Evet, gerçekten de beyninde patlamayı bekleyen bir bomba varmış gibi tırnaklarını avcuna batırarak yumruklarını sıkmıştı ama bunun tek sebebi beyninde gerçekten patlamayı bekleyen bir bomba olmasıydı. Onları görmezden gelmeye çalışarak zihnini ve gözlerini sadece yola odaklamış yürüyordu, bu sayede sesleri biraz daha kısık geliyordu, ya da o böyle düşünüyordu. Herkes diğerlerinin o anda aklından ne geçtiğini duymak isterdi ama kimse bu yeteneğin insanı çileden çıkartabileceğini hesaba katmıyordu, ne zaman bir yere girse kafasında yalnızca sesler, sesler ve sesler vardı. Bazen insanların düşüncelerini kafasından atmayı başarıyordu ancak bu yalnızca fazla kalabalık yokken ve daha sessiz ortamlarda gerçekleşiyordu. Sokağın ortasında yeteneğinin tutsağı olması kaçınılmazdı elbette. İçindeki diğerlerine bağırıp çenelerini kapamalarını söylemek istedi, dehşet verici güçlere sahip olup hepsini havaya uçurmak istedi. Bu dürtüyü hemen arkaplana attı, yaşamı boyunca hep "iyi kız" olmayı seçmiş ve başına ne gelirse gelsin bunu soğukkanlılıkla karşılamayı kendi kendine öğrenmiş biri olarak aptalca şeyler yapmak ona yakışmazdı.
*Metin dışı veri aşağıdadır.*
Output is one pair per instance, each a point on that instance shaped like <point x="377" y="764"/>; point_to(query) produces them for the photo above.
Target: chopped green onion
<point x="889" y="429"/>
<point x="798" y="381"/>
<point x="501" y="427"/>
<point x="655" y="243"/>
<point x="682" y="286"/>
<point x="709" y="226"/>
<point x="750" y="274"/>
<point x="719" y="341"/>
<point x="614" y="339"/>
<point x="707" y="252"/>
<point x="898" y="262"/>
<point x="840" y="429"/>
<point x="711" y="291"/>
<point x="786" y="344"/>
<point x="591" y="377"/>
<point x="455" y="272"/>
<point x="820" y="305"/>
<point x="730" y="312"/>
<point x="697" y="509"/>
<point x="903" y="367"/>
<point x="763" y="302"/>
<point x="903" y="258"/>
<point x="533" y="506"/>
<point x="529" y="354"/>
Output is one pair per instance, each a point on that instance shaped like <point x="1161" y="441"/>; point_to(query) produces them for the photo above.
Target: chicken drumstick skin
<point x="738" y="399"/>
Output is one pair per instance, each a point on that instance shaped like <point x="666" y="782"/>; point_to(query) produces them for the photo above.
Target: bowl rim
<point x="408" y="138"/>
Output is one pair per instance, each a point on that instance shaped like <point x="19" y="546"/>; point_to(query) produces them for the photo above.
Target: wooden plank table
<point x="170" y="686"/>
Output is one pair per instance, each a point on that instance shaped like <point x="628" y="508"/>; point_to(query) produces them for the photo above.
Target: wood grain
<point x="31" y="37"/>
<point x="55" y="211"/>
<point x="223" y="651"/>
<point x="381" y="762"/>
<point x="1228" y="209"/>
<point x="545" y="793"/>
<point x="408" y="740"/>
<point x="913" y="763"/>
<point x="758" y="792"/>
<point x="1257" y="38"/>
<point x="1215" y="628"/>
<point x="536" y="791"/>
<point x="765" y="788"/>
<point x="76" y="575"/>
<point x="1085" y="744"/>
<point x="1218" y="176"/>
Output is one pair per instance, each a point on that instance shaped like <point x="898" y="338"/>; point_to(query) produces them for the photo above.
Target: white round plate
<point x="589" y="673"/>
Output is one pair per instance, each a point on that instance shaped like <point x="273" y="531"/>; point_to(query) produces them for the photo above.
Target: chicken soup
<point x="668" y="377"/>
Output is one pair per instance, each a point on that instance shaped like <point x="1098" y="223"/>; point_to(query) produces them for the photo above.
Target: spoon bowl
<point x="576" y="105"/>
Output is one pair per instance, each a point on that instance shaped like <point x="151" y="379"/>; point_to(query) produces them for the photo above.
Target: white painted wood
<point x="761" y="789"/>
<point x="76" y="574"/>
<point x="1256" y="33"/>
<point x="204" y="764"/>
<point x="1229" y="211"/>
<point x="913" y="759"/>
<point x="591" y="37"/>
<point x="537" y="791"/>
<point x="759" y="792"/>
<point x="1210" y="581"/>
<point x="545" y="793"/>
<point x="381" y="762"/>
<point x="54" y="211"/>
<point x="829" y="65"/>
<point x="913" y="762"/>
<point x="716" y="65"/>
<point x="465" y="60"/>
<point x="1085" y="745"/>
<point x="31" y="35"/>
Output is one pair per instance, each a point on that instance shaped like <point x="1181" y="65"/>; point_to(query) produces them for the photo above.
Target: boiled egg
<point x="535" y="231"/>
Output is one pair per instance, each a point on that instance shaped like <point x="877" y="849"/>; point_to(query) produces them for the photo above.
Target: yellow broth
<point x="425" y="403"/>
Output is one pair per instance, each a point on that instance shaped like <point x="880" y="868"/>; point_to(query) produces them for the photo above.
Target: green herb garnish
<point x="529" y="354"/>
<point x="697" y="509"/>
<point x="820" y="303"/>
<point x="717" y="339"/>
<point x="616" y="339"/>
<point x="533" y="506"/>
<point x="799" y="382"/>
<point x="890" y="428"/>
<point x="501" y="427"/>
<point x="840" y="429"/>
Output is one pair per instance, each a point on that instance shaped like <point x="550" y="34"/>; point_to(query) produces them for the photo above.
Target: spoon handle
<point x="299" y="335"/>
Diğerlerinin gürültüsünü bastırabilecek kadar yüksek sesle bir şeyler düşünmeye çabaladı kendini. Okulu ve okula başlayıp yeteneğini kontrol etmeyi öğrendiğinde kavuşacağı rahatlığı aklına getirdi, umuyordu ki başarılı bir öğrenci olup şu lanet olası düşünce okuma işini istediği zaman devreye sokmayı öğrenebilirdi. Sonra yüzünü buruşturdu, zihnini kapatamamıştı ve ötekilerin sesleri hala kafasının içindeydi, üstelik kendi düşünceleriyle karışıyor ve kendi kendini bile anlayamıyordu. Bu onu çileden çıkartıyordu ancak henüz bunu engelleyebilecek kadar büyük bir efora sahip değildi.
Kesin sesinizi, diye mırıldandı dişlerinin arasından. Tanrı aşkına kesin.
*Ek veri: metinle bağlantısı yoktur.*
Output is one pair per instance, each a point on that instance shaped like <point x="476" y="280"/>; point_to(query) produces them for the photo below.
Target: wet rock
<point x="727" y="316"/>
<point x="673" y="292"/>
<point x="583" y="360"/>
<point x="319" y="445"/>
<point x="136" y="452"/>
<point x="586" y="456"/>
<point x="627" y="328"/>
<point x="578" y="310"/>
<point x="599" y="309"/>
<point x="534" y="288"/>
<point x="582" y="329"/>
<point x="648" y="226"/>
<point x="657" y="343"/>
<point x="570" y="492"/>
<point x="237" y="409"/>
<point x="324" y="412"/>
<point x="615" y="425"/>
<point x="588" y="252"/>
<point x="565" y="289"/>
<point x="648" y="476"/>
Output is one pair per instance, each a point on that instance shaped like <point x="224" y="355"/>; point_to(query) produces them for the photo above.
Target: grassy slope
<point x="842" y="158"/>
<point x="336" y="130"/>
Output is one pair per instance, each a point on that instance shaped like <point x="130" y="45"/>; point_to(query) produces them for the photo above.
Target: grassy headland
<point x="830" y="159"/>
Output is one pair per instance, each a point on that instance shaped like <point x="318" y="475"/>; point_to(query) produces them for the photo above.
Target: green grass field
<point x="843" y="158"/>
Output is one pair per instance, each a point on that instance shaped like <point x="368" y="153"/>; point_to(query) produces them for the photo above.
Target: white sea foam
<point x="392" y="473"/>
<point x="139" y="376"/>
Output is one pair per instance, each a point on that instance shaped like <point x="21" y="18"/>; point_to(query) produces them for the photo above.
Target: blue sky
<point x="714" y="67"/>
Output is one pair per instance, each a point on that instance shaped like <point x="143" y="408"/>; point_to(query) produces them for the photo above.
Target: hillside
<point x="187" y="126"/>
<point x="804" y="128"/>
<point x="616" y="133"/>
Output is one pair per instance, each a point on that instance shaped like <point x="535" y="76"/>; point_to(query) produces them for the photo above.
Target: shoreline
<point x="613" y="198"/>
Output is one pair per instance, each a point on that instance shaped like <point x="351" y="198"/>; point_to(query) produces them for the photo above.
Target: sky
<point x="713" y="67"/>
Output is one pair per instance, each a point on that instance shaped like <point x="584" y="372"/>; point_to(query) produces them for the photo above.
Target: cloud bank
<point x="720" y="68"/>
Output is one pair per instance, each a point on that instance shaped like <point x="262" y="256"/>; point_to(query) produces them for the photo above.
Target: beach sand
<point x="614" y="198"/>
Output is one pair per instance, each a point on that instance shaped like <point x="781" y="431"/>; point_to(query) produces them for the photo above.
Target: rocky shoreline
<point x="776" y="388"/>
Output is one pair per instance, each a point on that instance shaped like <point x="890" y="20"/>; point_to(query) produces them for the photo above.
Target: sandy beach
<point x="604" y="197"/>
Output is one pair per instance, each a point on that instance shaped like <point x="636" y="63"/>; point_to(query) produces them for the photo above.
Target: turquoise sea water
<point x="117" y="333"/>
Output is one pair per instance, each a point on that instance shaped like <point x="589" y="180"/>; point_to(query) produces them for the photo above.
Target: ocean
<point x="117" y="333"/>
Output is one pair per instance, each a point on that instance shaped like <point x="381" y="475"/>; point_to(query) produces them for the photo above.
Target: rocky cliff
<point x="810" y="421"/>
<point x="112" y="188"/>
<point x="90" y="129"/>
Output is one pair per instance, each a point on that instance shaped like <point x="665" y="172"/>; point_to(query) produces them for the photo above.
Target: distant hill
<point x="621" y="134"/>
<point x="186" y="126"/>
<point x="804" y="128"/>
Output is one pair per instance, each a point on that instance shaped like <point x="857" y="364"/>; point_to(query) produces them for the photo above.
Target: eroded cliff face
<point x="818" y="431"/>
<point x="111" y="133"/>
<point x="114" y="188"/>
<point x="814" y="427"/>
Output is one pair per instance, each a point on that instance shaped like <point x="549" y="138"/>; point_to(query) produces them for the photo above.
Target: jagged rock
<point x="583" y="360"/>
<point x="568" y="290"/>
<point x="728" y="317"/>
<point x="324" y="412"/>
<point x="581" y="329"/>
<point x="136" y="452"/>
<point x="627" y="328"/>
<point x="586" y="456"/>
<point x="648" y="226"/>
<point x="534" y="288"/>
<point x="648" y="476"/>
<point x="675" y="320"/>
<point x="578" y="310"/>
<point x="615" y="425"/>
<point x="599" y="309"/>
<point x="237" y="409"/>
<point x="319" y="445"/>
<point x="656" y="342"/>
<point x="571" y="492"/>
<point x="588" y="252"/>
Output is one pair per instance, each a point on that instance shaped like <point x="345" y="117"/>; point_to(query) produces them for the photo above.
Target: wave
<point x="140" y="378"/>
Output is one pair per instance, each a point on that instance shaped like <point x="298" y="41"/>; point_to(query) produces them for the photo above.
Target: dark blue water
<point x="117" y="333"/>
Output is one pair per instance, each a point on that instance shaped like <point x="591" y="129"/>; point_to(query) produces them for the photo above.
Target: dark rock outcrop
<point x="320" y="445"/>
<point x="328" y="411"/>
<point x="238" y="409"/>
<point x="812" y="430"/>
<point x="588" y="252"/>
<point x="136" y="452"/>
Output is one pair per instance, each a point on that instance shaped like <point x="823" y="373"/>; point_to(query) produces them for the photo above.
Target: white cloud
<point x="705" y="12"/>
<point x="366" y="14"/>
Daha gürültüsüz ve sessiz bir yere girmesi gerekiyordu, kalabalığın gürültüsü ve düşünceler birbirine karışınca durum hiç çekilmez oluyordu. Belki o zaman biraz daha rahatlayabilirdi. Arayış ve beklenti içinde çevresine bakındı, bulabildiği tek yer bir kafe olmuştu. Biraz daha yaklaşıp yanağını soğuk cama dayadı ve içeriye göz gezdirdi, fazla kalabalık yoktu. İnsanlar sakin sakin çaylarını yudumlayıp birbirleriyle sohbet ediyordu, Tanrıya şükür, dieu merci, diye fısıldadı. Vakit kaybetmeden kapıyı araladı ve kendini içeri attı.
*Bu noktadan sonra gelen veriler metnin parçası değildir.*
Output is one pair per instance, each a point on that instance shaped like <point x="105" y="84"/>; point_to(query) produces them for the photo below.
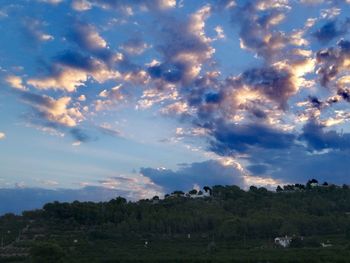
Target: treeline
<point x="229" y="213"/>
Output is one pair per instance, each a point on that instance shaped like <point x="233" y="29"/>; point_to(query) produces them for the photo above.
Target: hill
<point x="296" y="223"/>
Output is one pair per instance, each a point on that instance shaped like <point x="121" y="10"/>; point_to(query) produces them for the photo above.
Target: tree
<point x="193" y="192"/>
<point x="279" y="189"/>
<point x="47" y="252"/>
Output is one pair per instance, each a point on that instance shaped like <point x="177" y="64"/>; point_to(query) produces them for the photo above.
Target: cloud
<point x="72" y="70"/>
<point x="228" y="139"/>
<point x="81" y="5"/>
<point x="298" y="165"/>
<point x="330" y="31"/>
<point x="128" y="6"/>
<point x="53" y="2"/>
<point x="332" y="62"/>
<point x="185" y="48"/>
<point x="15" y="82"/>
<point x="55" y="111"/>
<point x="35" y="198"/>
<point x="317" y="139"/>
<point x="32" y="29"/>
<point x="202" y="173"/>
<point x="134" y="46"/>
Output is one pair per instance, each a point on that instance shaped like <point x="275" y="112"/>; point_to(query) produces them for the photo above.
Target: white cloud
<point x="15" y="82"/>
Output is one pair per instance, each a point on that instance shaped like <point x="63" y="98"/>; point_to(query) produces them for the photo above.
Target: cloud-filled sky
<point x="146" y="97"/>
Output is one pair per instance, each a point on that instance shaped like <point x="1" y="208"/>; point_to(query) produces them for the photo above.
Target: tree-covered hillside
<point x="227" y="225"/>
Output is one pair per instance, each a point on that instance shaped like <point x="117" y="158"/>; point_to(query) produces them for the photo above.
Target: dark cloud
<point x="80" y="135"/>
<point x="278" y="85"/>
<point x="12" y="199"/>
<point x="229" y="139"/>
<point x="331" y="30"/>
<point x="203" y="173"/>
<point x="75" y="60"/>
<point x="318" y="139"/>
<point x="257" y="169"/>
<point x="297" y="165"/>
<point x="332" y="61"/>
<point x="88" y="39"/>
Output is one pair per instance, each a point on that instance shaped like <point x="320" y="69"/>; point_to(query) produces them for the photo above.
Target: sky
<point x="101" y="98"/>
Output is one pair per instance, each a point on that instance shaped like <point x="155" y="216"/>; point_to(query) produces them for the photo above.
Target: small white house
<point x="327" y="244"/>
<point x="283" y="241"/>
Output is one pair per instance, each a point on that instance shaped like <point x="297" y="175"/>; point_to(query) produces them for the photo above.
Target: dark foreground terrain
<point x="230" y="225"/>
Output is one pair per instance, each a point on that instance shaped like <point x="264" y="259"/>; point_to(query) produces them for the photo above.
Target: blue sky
<point x="144" y="97"/>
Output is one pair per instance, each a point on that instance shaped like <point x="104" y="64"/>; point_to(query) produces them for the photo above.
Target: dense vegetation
<point x="231" y="225"/>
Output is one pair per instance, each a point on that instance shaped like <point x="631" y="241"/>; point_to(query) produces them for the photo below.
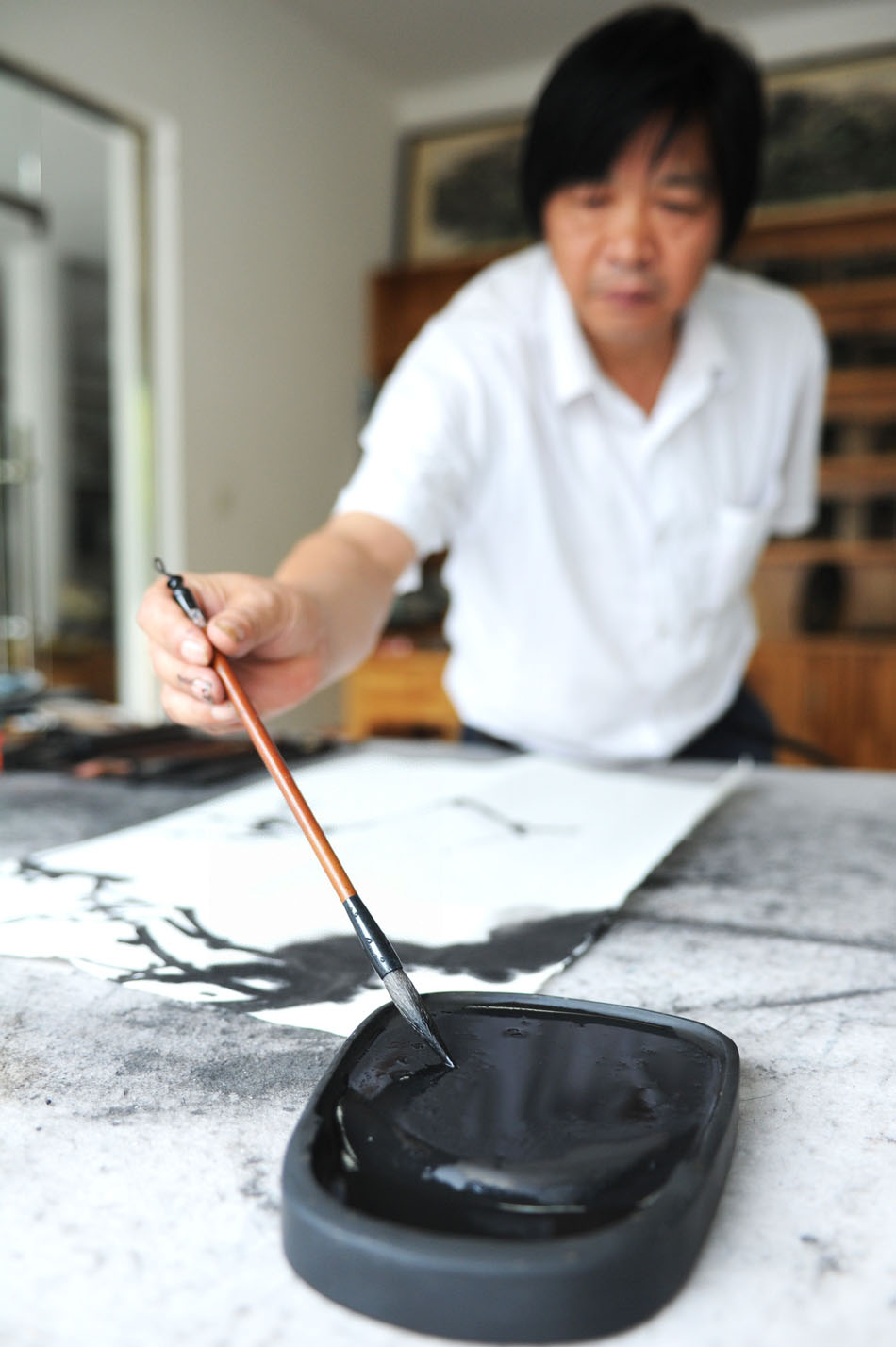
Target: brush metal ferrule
<point x="376" y="946"/>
İnsanların düşünceleri gene beynine hakimdi, ama eskisi kadar değil. Çok gürültülü bir ortamdan daha dingin bir yere geçmiş gibiydi. Burada da çok insan vardı ama sokakla kıyaslanamazdı elbette, çevresine bakındı. Tek başına oturmak istemiyordu, o zaman yine çevresindekilerin ne düşündüğünü dinlemek mecburiyetinde kalacaktı. Biriyle konuşmalıydı, kafasını dağıtacak biri. İçerisi sıcaktı, masaların arasından güçlükle ilerleyip etrafını inceledi, neredeyse her yer doluydu. Bir izin dahi beklemeden yürüyüp gözüne ilk çarpan masaya yerleşti ve karşısındaki çocuğa baktı,
Şey, sakıncası yok değil mi? dedi karşısındakinin tepkisini ölçmek ister gibi gülümseyerek.